When Irene passed on in 1969, the restaurant was deeded by Pete to Calumet College. In 1980 the Probst brothers bought the restaurant. Mike Probst, who had a degree in restaurant management from Salzburger Hotelfachschule in Bad Hofgastein, Austria, had managed Smidt’s for the college for four years before he and his brother bought it. Twenty years later they sold it to the last owners, Dave and Barbara Welch, who ran the restaurant for seven years.
Smidt’s was always a destination point, especially at a time when many traveled US 12, US 20 and US 41 and many passenger trains came through the area. One reader of The Times wrote, “I was last there about three years ago, and it was like stepping back in time to the 1950s, but without the long waiting line... I suspected this day was coming but it's still sad to see it happen... Another bit of a better time has been lost... "
An auction was held October 29, 2007, and, thankfully, many of the historical pieces have been saved for posterity for a future city museum which includes the Rose Room sign, dishes, glasses and silverware, the 1940’s Smidt cash register, the neon dancing frogs, and letterhead among other things. A waitress uniform and tablecloth and napkins have also been generously donated to the Historical Society.
While we were there, the auctioneer told us to go sit in one of the big black booths and soak in the ambience one last time. We did. It was eerie, and our mood was subdued.
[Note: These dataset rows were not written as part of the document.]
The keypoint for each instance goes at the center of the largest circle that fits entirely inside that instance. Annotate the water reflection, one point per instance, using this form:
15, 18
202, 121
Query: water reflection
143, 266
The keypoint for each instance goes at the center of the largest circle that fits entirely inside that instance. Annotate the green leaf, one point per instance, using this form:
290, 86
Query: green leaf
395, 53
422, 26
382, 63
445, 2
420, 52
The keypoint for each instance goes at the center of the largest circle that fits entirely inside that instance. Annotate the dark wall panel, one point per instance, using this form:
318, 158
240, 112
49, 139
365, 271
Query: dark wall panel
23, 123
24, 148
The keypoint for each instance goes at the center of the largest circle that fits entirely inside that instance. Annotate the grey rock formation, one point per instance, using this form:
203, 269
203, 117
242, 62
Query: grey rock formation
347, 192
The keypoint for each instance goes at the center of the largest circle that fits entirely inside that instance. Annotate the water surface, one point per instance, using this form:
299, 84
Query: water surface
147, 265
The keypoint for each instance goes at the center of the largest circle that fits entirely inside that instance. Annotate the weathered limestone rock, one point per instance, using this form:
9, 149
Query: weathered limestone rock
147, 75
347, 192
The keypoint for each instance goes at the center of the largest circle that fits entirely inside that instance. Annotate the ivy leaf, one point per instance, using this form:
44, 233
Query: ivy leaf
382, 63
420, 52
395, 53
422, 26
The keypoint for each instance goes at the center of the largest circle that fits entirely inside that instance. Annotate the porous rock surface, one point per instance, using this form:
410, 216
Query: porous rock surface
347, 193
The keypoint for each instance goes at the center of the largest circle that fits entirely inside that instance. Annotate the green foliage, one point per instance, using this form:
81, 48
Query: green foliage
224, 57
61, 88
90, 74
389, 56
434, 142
The moment has been etched in my memory like the dancing frogs in the window.
It was “a place that gave the opportunity for many to experience luxury dining at affordable prices and for others like myself, this restaurant also holds special memories of a personal nature, memories which I will always cherish,” said Robert Mecklin.
“Well even though this restaurant is now history, many who live in this area can say ‘I once ate in a legendary restaurant’,” he added.
In the last few weeks, everybody has a “fish tale” of a special time at Smidt’s to tell. It’s truly unfortunate that this beloved fish house is the one that got away.